Maybe it was when you were the epitomy of a coward and watched while they fought.
Maybe it was when you betrayed yourself and never did the things you promised yourself.
Maybe it was when you betrayed others.
Maybe it was when you pretended to be noble and dreamed of the right thing you should have done, what you should have done to show off, show off your "courage" but the problem was that you dreamed and only dreamed.
Maybe it was when you craved for heart-wrenching songs but nothing was emotional enough for you.
Maybe it was when you should have been stubborn and followed U home, so U might not be angry anymore.
Maybe it was when you doubted.
Maybe it was when you were rude and vulgar.
Maybe it was when you only wanted to secure yourself a nice future.

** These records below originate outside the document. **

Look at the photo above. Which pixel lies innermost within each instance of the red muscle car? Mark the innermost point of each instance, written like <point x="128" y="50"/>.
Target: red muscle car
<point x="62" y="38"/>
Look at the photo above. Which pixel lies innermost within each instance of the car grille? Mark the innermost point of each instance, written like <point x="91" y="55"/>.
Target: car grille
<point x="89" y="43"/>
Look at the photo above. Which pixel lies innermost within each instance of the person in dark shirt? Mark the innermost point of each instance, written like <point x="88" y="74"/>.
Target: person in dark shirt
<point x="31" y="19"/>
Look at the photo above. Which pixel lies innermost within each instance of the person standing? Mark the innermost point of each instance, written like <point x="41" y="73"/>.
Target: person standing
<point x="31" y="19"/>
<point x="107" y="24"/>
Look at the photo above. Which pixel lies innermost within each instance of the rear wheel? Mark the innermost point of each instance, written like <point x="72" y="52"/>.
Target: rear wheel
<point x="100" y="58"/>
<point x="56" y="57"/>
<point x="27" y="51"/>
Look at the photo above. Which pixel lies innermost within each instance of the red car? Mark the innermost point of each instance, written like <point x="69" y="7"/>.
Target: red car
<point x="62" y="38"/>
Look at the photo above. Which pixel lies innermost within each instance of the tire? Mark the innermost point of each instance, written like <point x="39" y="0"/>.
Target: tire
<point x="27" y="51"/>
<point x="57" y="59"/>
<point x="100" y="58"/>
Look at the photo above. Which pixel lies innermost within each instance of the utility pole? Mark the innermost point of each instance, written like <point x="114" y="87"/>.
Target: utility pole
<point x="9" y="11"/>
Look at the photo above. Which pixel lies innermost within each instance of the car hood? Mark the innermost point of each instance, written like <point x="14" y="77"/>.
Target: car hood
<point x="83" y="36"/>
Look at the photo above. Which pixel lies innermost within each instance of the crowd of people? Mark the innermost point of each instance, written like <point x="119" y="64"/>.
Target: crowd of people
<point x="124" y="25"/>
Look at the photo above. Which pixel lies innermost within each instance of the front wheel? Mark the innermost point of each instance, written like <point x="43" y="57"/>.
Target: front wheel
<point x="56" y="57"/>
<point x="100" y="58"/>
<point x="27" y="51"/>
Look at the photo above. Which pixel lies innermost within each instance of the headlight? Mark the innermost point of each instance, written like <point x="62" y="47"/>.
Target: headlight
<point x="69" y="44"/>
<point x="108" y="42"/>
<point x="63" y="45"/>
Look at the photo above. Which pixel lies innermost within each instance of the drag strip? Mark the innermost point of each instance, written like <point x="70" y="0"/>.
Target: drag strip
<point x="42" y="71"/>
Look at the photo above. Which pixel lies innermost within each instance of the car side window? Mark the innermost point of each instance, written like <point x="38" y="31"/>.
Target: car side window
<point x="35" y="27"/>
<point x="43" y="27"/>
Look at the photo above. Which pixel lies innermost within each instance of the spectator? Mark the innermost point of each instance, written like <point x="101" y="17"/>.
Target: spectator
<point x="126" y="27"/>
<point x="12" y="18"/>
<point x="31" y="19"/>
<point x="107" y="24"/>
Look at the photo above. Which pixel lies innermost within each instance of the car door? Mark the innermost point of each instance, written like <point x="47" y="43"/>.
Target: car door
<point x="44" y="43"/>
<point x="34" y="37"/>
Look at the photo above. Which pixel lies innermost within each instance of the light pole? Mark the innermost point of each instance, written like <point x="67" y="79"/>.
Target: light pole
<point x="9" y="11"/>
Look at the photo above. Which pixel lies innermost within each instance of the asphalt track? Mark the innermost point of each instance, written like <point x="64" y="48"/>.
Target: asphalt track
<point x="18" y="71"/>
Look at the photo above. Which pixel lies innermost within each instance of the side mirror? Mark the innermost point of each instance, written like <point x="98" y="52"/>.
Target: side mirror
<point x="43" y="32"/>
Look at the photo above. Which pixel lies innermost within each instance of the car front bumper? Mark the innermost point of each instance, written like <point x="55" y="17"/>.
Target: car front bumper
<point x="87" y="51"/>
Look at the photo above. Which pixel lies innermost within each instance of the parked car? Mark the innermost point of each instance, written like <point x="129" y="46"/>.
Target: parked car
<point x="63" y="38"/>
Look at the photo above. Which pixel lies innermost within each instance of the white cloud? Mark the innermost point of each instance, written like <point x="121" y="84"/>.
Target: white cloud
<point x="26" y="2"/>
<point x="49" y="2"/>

Maybe, to put it simply, you were exactly like you are now.

That's You.

♥ you and i both loved

Friday, May 16, 2008 @10:58 PM

16 May! Yesterday was exactly 7 months before my birthday. I know it's still ages away (7 months, imagine that!) but it sort of represents a milestone. There's only one way, which is to keep waiting.

The choir concert was good and I especially loved the final song, Beauty and the Beast. Well, technically it was the last song, but because of wild calls for an encore performance, it became the song before the last. =P It was always going to be an interesting evening, with two groups of people on my left and right shouting their hearts out. Haha. We were late! for the start of the concert and after intermission. Now the only place that I know the best there is the auditorium.

The past month - plays. Shakespeare 24. Chinese Drama. Hypochondriac. All of them have been extremely worthwhile going to watch, especially with the amount of laughter. Comic relief. During shakespeare 24, we had hilarious shakespeare performances. During Chinese Drama, we had a hilarious mother dressed in an apron. Not forgetting valuable life lessons and a not-so-ordinary relationship. During Hypochondriac, we had a hilarious everything.

Parvati Shallow - winner of Survivor-Micronesia

On the morning of Labour Day, I anticipated myself to enjoy 90 mintues of great soccer where Liverpool would win like champions. But I found myself having to endure 120 minutes of delight, despair and agony silently in the darkness.

T is the most irritating, idiotic and rubbished person ever met. T is emotionally hypocritical, which makes me think if T's feelings are fake. T must be spending every minute of T's life lounging like a foolish arse.

I am armed with 3 Click Five tickets. Muahahaha! So excited. Looking forward and cannot wait for the concert. A blast.